Há alternativas de visitas a escolher. A visita básica com a degustação de um vinho a escolha da casa não tem custo. Há degustações de rótulos da casa, oferecidas lá mesmo no bar/restaurante da sede da vinícola. São diversas opções, com preços variados, a partir de 15 euros por pessoa.

Na saída, uma surpresa: um quadro de Monet ao vivo. Um olival da Herdade do Esporão, onde as oliveiras repousam em um tapete de flores do campo roxas. Lindo demais!

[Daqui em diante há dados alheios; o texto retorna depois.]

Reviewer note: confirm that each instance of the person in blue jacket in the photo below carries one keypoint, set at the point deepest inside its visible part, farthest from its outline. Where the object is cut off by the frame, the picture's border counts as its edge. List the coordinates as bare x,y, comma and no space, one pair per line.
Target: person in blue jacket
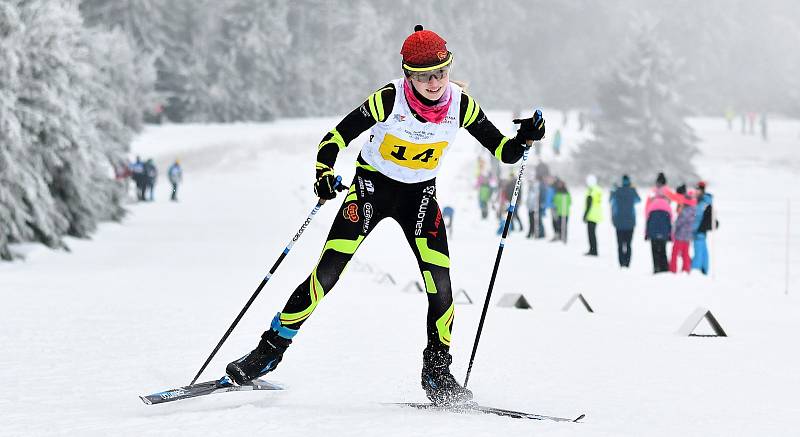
623,216
702,224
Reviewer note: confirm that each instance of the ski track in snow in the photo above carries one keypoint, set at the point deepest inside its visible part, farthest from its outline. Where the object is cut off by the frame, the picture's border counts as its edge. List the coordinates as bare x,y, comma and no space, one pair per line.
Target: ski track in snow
139,307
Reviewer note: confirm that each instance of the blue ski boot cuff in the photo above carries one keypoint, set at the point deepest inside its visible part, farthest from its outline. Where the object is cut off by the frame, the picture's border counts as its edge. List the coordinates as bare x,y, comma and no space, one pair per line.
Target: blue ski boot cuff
281,330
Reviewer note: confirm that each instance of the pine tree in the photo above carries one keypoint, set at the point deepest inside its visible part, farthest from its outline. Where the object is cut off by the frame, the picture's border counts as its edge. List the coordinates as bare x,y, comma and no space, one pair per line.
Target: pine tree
63,123
641,128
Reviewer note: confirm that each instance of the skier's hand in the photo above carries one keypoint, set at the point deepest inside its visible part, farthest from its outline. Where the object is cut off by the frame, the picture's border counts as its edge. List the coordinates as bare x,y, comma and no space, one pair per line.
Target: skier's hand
326,184
530,129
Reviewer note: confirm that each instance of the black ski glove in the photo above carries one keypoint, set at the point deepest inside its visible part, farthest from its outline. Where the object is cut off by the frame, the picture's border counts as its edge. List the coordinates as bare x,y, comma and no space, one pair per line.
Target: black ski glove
530,129
326,184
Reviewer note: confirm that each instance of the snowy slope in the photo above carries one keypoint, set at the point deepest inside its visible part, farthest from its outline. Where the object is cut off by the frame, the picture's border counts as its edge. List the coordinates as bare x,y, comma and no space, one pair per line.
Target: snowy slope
139,308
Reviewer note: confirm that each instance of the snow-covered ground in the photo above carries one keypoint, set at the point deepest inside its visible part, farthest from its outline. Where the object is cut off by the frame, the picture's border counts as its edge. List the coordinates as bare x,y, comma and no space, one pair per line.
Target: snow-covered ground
137,309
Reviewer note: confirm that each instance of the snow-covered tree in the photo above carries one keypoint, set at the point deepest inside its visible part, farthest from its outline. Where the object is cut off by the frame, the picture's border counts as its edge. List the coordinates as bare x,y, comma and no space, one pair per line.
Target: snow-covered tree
238,58
63,122
640,129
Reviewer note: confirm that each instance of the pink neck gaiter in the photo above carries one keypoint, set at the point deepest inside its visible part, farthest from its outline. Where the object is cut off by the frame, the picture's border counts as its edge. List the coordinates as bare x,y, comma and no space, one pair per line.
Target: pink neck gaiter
432,114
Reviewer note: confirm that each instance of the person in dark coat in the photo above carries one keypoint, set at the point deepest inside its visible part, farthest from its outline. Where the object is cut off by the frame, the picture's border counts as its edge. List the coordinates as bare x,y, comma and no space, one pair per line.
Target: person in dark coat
139,177
658,230
623,216
150,176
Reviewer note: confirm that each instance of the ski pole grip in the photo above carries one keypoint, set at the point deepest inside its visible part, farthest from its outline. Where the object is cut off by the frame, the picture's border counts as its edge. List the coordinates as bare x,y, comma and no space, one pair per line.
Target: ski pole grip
338,186
537,115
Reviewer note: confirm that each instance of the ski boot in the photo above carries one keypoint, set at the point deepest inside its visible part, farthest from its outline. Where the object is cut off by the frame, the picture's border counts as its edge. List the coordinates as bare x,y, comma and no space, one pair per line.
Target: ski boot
261,360
439,384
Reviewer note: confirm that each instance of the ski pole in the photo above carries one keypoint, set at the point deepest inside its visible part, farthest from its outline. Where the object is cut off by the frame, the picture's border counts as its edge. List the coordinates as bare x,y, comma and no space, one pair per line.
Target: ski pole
320,202
537,115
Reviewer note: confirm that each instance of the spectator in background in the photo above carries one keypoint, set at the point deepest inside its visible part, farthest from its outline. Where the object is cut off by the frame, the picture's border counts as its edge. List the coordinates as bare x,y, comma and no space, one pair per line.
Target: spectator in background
175,175
658,228
623,216
684,227
702,224
150,176
561,204
592,213
534,209
548,192
484,194
139,178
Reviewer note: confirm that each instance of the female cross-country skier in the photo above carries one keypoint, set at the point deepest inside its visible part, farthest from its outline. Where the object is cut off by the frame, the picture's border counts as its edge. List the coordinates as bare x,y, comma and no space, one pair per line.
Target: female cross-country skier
413,120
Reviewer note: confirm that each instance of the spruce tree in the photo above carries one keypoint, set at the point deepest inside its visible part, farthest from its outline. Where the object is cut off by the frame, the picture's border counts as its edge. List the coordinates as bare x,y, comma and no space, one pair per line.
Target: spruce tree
64,122
640,129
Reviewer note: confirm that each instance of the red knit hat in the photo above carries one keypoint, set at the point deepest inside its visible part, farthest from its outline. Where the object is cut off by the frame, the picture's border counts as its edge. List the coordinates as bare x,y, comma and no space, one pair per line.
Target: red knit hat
425,50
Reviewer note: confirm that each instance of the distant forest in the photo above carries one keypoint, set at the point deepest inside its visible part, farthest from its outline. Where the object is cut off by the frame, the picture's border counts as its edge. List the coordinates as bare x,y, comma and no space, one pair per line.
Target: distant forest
259,59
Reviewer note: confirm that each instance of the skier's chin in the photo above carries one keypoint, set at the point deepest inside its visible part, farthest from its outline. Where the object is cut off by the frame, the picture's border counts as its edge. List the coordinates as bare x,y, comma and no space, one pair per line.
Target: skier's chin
434,93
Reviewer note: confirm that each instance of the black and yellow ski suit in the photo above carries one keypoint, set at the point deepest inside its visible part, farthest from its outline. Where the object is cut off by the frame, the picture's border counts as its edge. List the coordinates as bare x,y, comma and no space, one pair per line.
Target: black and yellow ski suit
373,196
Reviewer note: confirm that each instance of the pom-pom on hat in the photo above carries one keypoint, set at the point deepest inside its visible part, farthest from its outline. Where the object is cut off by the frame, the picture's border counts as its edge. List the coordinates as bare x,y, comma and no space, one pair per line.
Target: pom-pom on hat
425,50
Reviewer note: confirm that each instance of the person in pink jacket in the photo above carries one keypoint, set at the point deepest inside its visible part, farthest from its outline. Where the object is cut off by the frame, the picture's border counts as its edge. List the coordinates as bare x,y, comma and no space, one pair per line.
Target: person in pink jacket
658,223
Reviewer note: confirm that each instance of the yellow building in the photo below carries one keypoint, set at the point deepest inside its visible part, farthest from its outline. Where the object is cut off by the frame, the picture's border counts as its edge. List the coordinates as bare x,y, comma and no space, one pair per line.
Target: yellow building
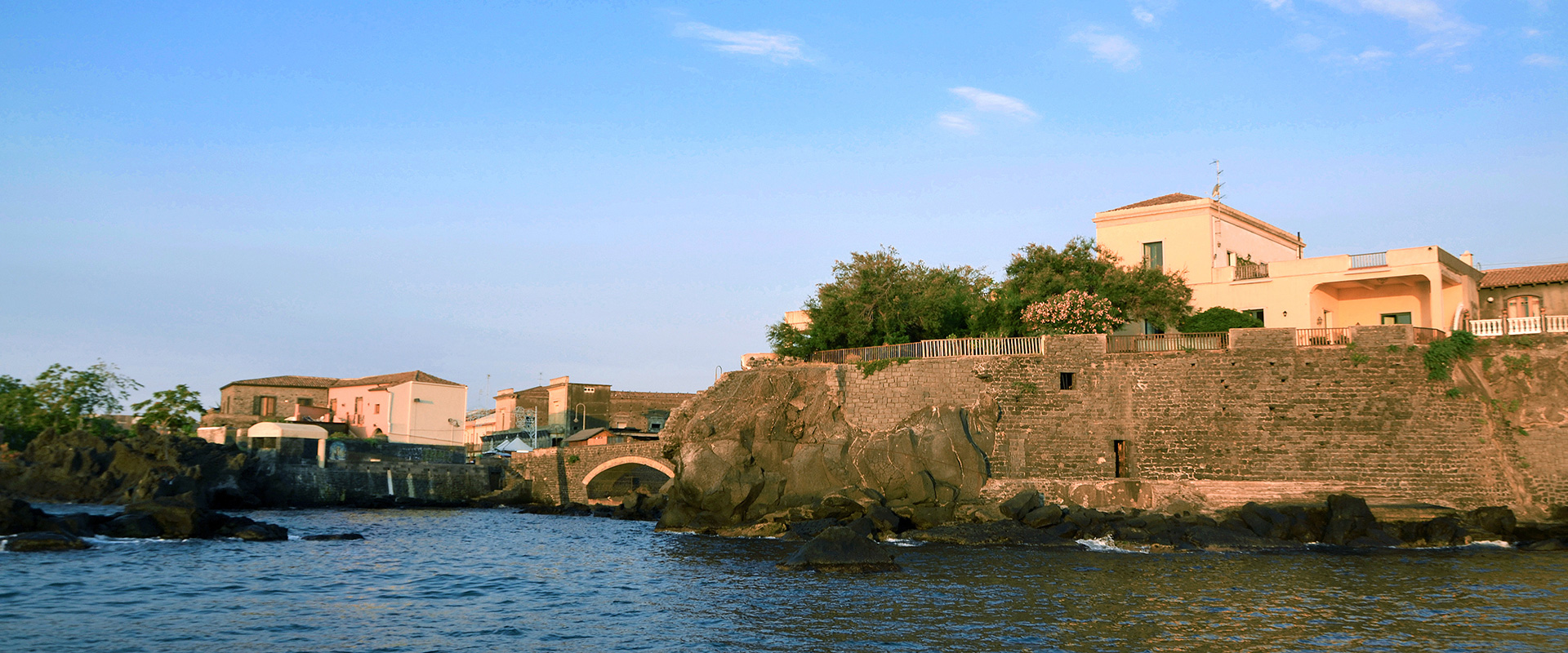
1235,260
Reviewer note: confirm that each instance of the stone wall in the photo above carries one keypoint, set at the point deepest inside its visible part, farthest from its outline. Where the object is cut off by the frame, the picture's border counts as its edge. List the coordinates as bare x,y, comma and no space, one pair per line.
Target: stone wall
366,482
1264,420
549,469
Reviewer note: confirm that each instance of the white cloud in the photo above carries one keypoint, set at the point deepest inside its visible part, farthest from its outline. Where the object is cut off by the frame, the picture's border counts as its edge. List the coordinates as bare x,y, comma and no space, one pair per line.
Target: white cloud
1307,42
1448,30
1371,57
956,122
995,102
778,47
1112,49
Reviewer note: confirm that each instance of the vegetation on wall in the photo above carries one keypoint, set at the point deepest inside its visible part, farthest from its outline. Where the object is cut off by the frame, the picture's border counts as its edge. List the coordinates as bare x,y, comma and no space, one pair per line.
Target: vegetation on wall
875,298
1218,320
1441,354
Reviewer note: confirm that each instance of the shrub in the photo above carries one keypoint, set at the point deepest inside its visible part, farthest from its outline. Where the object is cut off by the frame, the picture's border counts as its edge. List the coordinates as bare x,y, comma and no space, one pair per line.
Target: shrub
1217,320
1073,312
1441,354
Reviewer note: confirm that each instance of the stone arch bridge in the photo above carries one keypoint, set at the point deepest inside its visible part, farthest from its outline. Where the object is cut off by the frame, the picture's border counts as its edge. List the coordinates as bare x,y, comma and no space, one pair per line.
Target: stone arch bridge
593,472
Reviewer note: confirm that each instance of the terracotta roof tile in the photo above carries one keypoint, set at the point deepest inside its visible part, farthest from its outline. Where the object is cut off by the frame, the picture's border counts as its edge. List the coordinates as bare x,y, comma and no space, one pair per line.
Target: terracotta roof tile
1160,199
1554,273
289,381
394,380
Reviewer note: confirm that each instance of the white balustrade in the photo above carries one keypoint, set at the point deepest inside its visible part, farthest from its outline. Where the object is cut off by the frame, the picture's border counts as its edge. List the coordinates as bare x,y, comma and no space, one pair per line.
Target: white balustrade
1520,326
1486,327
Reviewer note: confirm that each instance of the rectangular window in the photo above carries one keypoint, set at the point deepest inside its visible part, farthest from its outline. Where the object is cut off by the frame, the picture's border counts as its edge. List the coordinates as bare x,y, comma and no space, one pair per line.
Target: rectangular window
1155,255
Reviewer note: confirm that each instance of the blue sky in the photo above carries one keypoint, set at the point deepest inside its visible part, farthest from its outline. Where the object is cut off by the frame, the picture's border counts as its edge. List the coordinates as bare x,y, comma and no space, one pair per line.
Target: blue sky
630,193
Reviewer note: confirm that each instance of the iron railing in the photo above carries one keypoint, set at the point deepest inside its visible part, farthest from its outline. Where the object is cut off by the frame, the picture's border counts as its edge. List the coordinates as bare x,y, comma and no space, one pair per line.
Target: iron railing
1245,271
1368,260
1165,342
1321,337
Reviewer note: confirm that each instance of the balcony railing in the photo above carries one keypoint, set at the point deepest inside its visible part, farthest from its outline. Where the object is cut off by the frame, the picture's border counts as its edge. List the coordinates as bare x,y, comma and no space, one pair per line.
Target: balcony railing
1165,342
1245,271
1368,260
1322,337
1520,326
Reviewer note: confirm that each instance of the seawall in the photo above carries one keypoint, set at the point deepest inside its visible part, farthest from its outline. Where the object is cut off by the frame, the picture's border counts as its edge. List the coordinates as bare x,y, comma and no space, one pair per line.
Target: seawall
1205,429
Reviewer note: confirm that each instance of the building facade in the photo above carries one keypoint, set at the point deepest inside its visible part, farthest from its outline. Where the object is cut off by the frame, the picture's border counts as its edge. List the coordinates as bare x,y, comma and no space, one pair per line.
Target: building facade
1235,260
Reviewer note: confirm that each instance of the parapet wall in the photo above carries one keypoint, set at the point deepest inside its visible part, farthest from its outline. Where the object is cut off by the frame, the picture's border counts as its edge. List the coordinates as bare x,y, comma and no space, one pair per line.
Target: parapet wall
1264,411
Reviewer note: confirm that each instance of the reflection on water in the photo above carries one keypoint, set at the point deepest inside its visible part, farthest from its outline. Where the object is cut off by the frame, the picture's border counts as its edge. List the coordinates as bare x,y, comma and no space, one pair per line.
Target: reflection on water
492,580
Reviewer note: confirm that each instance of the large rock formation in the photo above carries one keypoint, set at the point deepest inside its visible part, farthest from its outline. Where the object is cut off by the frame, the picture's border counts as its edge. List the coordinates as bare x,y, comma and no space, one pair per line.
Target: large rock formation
90,469
775,439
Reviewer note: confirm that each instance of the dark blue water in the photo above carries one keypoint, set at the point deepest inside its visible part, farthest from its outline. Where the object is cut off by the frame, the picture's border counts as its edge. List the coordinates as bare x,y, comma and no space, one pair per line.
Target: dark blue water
492,580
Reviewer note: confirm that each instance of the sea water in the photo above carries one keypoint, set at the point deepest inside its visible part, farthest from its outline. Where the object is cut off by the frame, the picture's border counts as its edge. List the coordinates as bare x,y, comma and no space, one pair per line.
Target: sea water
477,580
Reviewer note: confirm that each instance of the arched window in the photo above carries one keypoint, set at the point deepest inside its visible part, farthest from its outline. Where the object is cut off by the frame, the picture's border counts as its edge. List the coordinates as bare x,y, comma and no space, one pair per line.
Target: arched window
1525,306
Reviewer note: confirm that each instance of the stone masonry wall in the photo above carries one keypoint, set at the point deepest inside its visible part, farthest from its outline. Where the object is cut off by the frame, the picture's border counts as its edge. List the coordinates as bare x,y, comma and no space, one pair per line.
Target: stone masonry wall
1349,417
545,467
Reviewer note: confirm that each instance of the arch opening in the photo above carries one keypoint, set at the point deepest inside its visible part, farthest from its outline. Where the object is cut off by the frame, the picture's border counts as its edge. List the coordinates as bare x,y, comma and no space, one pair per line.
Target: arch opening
623,477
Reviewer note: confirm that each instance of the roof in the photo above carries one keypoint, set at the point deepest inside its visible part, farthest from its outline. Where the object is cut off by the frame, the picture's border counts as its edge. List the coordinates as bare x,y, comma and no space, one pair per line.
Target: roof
587,434
289,381
1172,198
1529,274
394,380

A propósito, comprar vinhos nas vinícolas é o melhor negócio para conseguir bons preços. Se não for possível, outra boa opção são as ‘garrafeiras’, ou seja, lojas de vinhos, de preferência nas pequenas cidades. A melhor que encontramos foi o Restaurante e Garrafeira A Casa (Praça 25 de abril, 51-52, tel. +351 262 590 120) em Alcobaça. Em Lisboa, além do Club Gourmet do El Corte Inglés, encontramos os melhores preços e o melhor atendimento na Manuel Tavares, Lda. Mercearias Finas (Rua da Betesga 1A e 1B, Rossio, tel. +351 213 424 209).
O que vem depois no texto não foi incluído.